Besides shifting perceptions, there's the new concrete building block that investors are looking at. Under tremendous pressure, Financial Accounting Standards Board (FASB) voted yesterday to relax mark-to-market rules that force companies to take impairment charges on their “available-for-sale” investments. This was icing on the cake.
No matter where you look or what you hear, yesterday's rally (The Dow Jones Industrial Average closed up 2.79% and the Standard & Poor's 500 Index closed up 2.86%) was all about accounting.
The magnatidude of this event cannot be understated. The ramifications it will have will bear directly on the Treasury's PPIP, TALF and TARP operations and all the markets.
And while in the long run we need to return to mark-to-market, and we eventually will, in the near term, the relief it will provide devastated banks and other financial institutions and investment companies give the government more time to address and fix capital deficiencies, and give the Federal Deposit Insurance Corp. (FDIC) more time to better systematically close insolvent institutions.
If you're wondering what this has to do with TALF and PPIP and building a foundation, it has everything to do with these programs:
First, appropriate controversy should exist and open dialogue should persist about who gets taxpayer loans and be allowed insane leverage to buy TALF and PPIP assets.
I, for one, don't see how reliance on leveraged purchases with taxpayer money by the same private equity firms who bankrupted Linen N' Things Center Inc. , Mervyn's, Chrysler LLC , and more than half of all the bankrupt companies listed by S&P in 2008, would create any comfort for taxpayers or investors. The same goes for the hedge funds that leveraged themselves, lost hundreds of billions of dollars and spread the plague of credit default swaps around the world.
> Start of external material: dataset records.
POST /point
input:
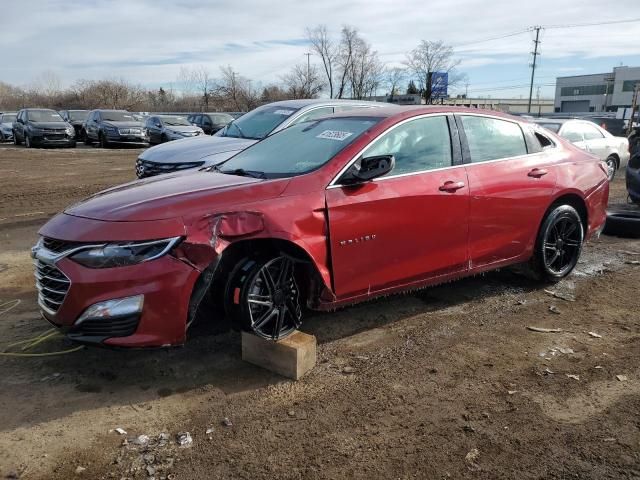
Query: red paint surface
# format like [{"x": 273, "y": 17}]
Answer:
[{"x": 423, "y": 234}]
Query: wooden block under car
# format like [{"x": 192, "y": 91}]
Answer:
[{"x": 291, "y": 357}]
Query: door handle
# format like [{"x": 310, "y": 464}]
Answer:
[
  {"x": 537, "y": 172},
  {"x": 450, "y": 186}
]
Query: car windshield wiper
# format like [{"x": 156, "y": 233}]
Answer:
[{"x": 243, "y": 173}]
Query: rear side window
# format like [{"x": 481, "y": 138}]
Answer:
[
  {"x": 418, "y": 145},
  {"x": 492, "y": 138},
  {"x": 591, "y": 132},
  {"x": 572, "y": 132}
]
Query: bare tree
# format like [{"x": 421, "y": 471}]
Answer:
[
  {"x": 428, "y": 58},
  {"x": 326, "y": 49},
  {"x": 393, "y": 76},
  {"x": 303, "y": 82}
]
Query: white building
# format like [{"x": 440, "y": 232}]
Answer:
[{"x": 599, "y": 92}]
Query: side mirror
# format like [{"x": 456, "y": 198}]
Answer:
[{"x": 368, "y": 168}]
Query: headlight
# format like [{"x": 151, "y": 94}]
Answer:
[{"x": 123, "y": 254}]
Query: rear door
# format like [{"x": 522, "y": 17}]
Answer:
[
  {"x": 408, "y": 225},
  {"x": 510, "y": 187}
]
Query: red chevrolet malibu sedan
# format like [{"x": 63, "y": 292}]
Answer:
[{"x": 325, "y": 213}]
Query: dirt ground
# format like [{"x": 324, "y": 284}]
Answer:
[{"x": 443, "y": 383}]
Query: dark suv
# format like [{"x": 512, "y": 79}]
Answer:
[
  {"x": 210, "y": 123},
  {"x": 76, "y": 118},
  {"x": 41, "y": 127},
  {"x": 110, "y": 127}
]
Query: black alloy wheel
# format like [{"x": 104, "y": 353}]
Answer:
[
  {"x": 563, "y": 234},
  {"x": 263, "y": 297}
]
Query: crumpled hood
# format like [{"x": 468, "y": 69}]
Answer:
[
  {"x": 127, "y": 124},
  {"x": 194, "y": 149},
  {"x": 50, "y": 124},
  {"x": 176, "y": 195}
]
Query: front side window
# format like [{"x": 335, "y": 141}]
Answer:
[
  {"x": 44, "y": 116},
  {"x": 591, "y": 132},
  {"x": 298, "y": 149},
  {"x": 116, "y": 116},
  {"x": 418, "y": 145},
  {"x": 492, "y": 138}
]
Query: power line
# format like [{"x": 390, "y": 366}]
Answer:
[{"x": 594, "y": 24}]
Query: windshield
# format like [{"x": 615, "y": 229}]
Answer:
[
  {"x": 554, "y": 127},
  {"x": 78, "y": 115},
  {"x": 118, "y": 116},
  {"x": 300, "y": 148},
  {"x": 221, "y": 118},
  {"x": 258, "y": 123},
  {"x": 176, "y": 121},
  {"x": 44, "y": 116}
]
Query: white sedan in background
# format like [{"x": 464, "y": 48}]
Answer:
[{"x": 590, "y": 137}]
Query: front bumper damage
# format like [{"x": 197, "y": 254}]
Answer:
[{"x": 67, "y": 291}]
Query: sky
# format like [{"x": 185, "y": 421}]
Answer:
[{"x": 148, "y": 41}]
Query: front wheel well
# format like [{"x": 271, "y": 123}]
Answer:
[{"x": 207, "y": 298}]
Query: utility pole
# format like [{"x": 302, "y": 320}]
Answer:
[
  {"x": 634, "y": 105},
  {"x": 535, "y": 54},
  {"x": 308, "y": 82}
]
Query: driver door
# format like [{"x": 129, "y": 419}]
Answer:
[{"x": 407, "y": 226}]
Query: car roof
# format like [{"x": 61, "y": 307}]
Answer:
[
  {"x": 390, "y": 110},
  {"x": 300, "y": 103}
]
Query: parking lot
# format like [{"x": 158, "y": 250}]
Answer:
[{"x": 446, "y": 382}]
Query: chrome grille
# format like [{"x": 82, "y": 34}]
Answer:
[{"x": 52, "y": 286}]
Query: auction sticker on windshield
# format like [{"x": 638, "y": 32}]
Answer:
[{"x": 334, "y": 135}]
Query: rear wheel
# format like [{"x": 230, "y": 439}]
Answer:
[
  {"x": 262, "y": 297},
  {"x": 558, "y": 245},
  {"x": 612, "y": 166}
]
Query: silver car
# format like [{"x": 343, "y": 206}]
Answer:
[
  {"x": 243, "y": 132},
  {"x": 6, "y": 126},
  {"x": 592, "y": 138}
]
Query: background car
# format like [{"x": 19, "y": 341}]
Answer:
[
  {"x": 6, "y": 126},
  {"x": 42, "y": 127},
  {"x": 210, "y": 123},
  {"x": 77, "y": 119},
  {"x": 240, "y": 134},
  {"x": 298, "y": 220},
  {"x": 109, "y": 127},
  {"x": 164, "y": 128},
  {"x": 590, "y": 137}
]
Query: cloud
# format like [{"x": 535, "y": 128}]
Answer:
[{"x": 147, "y": 41}]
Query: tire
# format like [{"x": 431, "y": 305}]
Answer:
[
  {"x": 612, "y": 167},
  {"x": 623, "y": 222},
  {"x": 262, "y": 297},
  {"x": 102, "y": 140},
  {"x": 558, "y": 245}
]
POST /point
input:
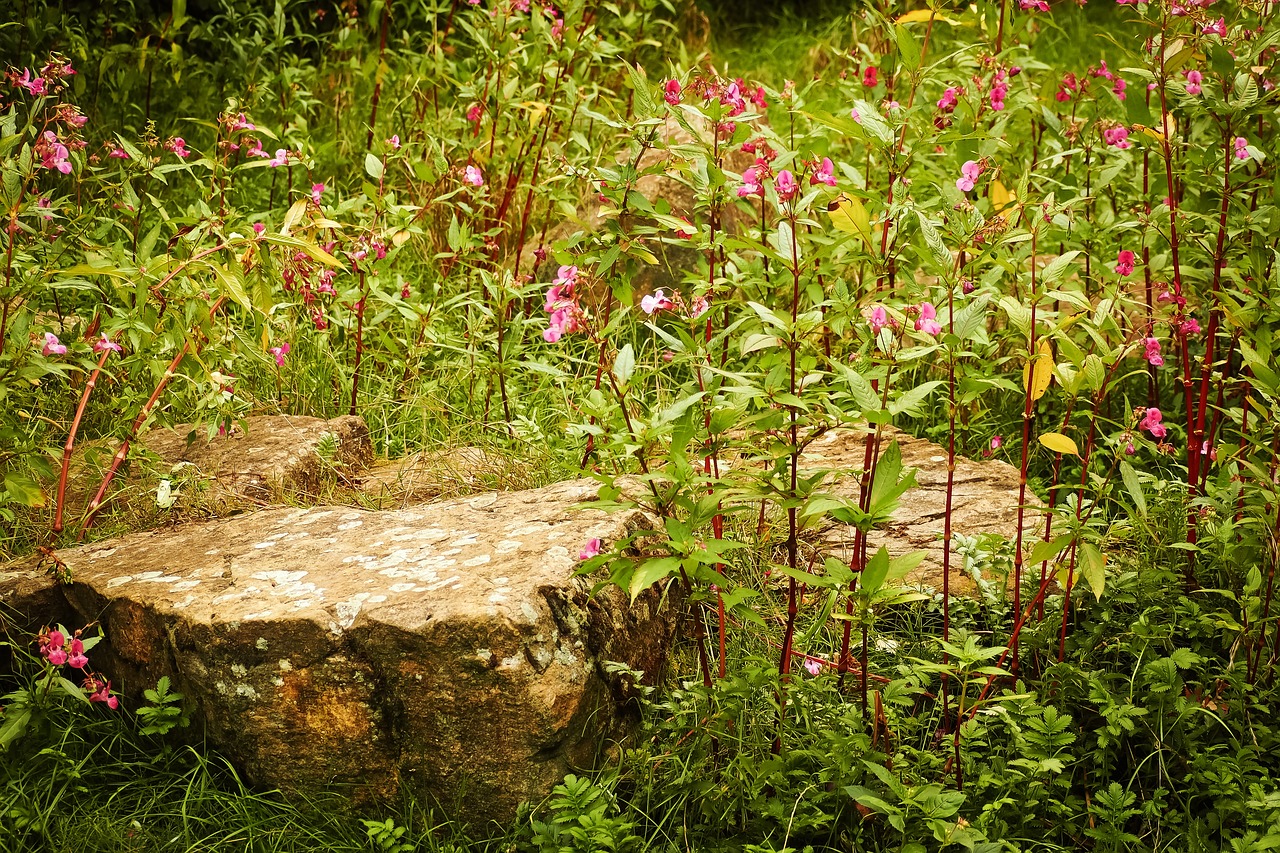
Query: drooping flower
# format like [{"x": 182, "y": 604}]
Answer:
[
  {"x": 656, "y": 301},
  {"x": 928, "y": 319},
  {"x": 53, "y": 346},
  {"x": 1116, "y": 137},
  {"x": 824, "y": 173},
  {"x": 969, "y": 173},
  {"x": 1152, "y": 351},
  {"x": 1124, "y": 263},
  {"x": 752, "y": 185},
  {"x": 671, "y": 91},
  {"x": 786, "y": 186},
  {"x": 590, "y": 550},
  {"x": 1151, "y": 423},
  {"x": 106, "y": 343}
]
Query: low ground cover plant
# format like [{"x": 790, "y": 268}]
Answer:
[{"x": 577, "y": 235}]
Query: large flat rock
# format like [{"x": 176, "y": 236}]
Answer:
[{"x": 449, "y": 648}]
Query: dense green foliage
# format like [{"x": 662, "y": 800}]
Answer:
[{"x": 1040, "y": 235}]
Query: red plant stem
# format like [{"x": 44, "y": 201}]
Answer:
[
  {"x": 360, "y": 345},
  {"x": 59, "y": 502},
  {"x": 378, "y": 78},
  {"x": 96, "y": 503}
]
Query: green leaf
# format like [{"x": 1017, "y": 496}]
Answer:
[
  {"x": 1134, "y": 487},
  {"x": 650, "y": 571}
]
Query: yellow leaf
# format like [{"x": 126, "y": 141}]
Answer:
[
  {"x": 917, "y": 16},
  {"x": 1059, "y": 443},
  {"x": 1040, "y": 372},
  {"x": 1001, "y": 196},
  {"x": 850, "y": 217}
]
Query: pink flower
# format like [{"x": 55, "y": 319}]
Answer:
[
  {"x": 53, "y": 346},
  {"x": 671, "y": 91},
  {"x": 1151, "y": 423},
  {"x": 654, "y": 302},
  {"x": 824, "y": 173},
  {"x": 786, "y": 186},
  {"x": 33, "y": 86},
  {"x": 878, "y": 318},
  {"x": 1124, "y": 263},
  {"x": 1152, "y": 351},
  {"x": 1116, "y": 137},
  {"x": 106, "y": 343},
  {"x": 928, "y": 322},
  {"x": 969, "y": 173},
  {"x": 53, "y": 154}
]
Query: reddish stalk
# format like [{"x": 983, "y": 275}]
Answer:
[{"x": 60, "y": 500}]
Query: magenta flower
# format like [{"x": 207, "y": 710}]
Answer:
[
  {"x": 106, "y": 343},
  {"x": 928, "y": 319},
  {"x": 1116, "y": 137},
  {"x": 33, "y": 86},
  {"x": 969, "y": 173},
  {"x": 750, "y": 183},
  {"x": 1152, "y": 351},
  {"x": 786, "y": 186},
  {"x": 824, "y": 173},
  {"x": 656, "y": 301},
  {"x": 53, "y": 346},
  {"x": 1151, "y": 423},
  {"x": 672, "y": 91}
]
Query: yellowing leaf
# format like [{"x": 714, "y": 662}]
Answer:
[
  {"x": 1001, "y": 196},
  {"x": 917, "y": 16},
  {"x": 1040, "y": 372},
  {"x": 850, "y": 217},
  {"x": 1059, "y": 443}
]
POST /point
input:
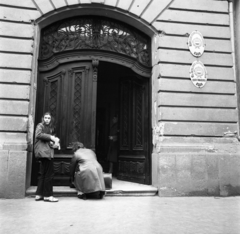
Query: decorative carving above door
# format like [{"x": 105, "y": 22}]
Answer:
[{"x": 95, "y": 33}]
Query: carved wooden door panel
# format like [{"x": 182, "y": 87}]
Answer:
[
  {"x": 133, "y": 159},
  {"x": 69, "y": 93}
]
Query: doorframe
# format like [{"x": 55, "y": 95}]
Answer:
[{"x": 68, "y": 12}]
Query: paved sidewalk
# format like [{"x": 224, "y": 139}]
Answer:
[{"x": 118, "y": 215}]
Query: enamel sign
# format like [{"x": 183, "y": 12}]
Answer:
[
  {"x": 196, "y": 43},
  {"x": 198, "y": 74}
]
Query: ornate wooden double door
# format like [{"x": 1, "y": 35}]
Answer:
[{"x": 69, "y": 92}]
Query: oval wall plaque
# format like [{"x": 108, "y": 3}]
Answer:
[
  {"x": 198, "y": 74},
  {"x": 196, "y": 43}
]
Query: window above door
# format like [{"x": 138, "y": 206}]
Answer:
[{"x": 95, "y": 33}]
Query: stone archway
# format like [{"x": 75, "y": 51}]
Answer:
[{"x": 90, "y": 39}]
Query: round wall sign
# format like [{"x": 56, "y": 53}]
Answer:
[
  {"x": 196, "y": 43},
  {"x": 198, "y": 74}
]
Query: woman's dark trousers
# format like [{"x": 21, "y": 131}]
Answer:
[{"x": 45, "y": 180}]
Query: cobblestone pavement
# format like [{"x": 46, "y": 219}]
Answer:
[{"x": 117, "y": 215}]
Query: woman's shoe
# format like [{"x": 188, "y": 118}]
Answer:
[
  {"x": 50, "y": 199},
  {"x": 82, "y": 196},
  {"x": 38, "y": 198}
]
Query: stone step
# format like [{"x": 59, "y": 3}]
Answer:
[{"x": 119, "y": 188}]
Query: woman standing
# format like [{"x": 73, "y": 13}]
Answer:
[{"x": 44, "y": 146}]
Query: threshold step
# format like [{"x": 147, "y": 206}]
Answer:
[{"x": 72, "y": 192}]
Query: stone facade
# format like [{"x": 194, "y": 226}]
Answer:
[{"x": 194, "y": 148}]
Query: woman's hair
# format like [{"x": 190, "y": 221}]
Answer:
[
  {"x": 51, "y": 125},
  {"x": 77, "y": 145}
]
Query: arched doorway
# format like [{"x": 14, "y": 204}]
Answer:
[{"x": 90, "y": 69}]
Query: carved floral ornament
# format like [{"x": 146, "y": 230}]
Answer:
[{"x": 95, "y": 33}]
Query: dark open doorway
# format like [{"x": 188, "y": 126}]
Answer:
[
  {"x": 123, "y": 93},
  {"x": 84, "y": 107}
]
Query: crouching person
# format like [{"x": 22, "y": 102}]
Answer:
[{"x": 86, "y": 173}]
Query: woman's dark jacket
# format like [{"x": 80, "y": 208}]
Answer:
[{"x": 42, "y": 147}]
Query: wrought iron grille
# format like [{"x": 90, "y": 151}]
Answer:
[{"x": 95, "y": 33}]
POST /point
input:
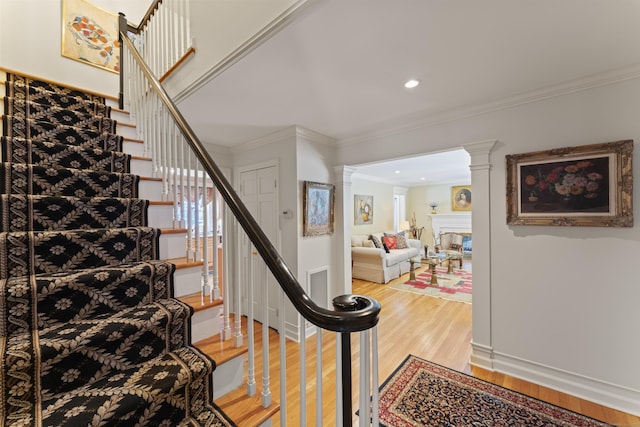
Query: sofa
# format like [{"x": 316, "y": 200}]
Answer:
[{"x": 374, "y": 264}]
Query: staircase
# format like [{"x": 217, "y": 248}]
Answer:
[{"x": 91, "y": 333}]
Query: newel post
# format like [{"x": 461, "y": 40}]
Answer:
[{"x": 346, "y": 303}]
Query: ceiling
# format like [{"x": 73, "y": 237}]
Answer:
[{"x": 338, "y": 68}]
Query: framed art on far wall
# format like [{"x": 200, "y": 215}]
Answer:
[
  {"x": 90, "y": 35},
  {"x": 461, "y": 198},
  {"x": 363, "y": 209},
  {"x": 318, "y": 213},
  {"x": 589, "y": 185}
]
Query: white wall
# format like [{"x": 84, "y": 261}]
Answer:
[
  {"x": 315, "y": 156},
  {"x": 382, "y": 205},
  {"x": 37, "y": 52},
  {"x": 219, "y": 27},
  {"x": 564, "y": 300}
]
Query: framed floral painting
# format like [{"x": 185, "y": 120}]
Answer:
[
  {"x": 90, "y": 35},
  {"x": 363, "y": 209},
  {"x": 318, "y": 209},
  {"x": 589, "y": 185}
]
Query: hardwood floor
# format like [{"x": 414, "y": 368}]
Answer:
[{"x": 434, "y": 329}]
What about average investors? Where are the advocates for household investors who should be calling for preferential tax treatment on any gains or losses and cheap government borrowing and non-recourse loans for the rest of us who would like to make some money off these PPIP and TALF programs, instead of watching all the advantages go to the good old boy network.
Just maybe, since the U.S. savings rate has gone from negative 0.7% to nearly 7%, which is being deposited in our banks, and since banks have access to relatively cheap TARP capital – and if they don't have to mark down their impaired inventories any more –we've actually found a floor.
Now, if we have a floor, what will any additional buying power in the form of PPIP and TALF programs mean for existing assets? In my opinion, they will start to get bid up. The floor becomes a foundation and we have some breathing room to try and climb out of the hole we're in. This is not the moment to cede to private equity firms and hedge funds the potential upside that exists with any recovery.
If we have established a floor and start to build a foundation, it doesn't mean the work is over. We will need to make sure the foundation is broad and not reliant upon the same “too-big-to-fail” institutions, the same leveraged swashbuckling greedy usurpers, or the rotten pillars of government legislating a brighter future for their masters and themselves when they are done milking the hardworking and proud men and women of this great country.
However, a foundation could mean that the fear that massive Treasury debt will sink the dollar and ignite hellfire inflation may not be in our immediate future. And it just might mean that we won't have to keep the printing presses rolling to further stimulate the economy, because change has already happened. America is on the move.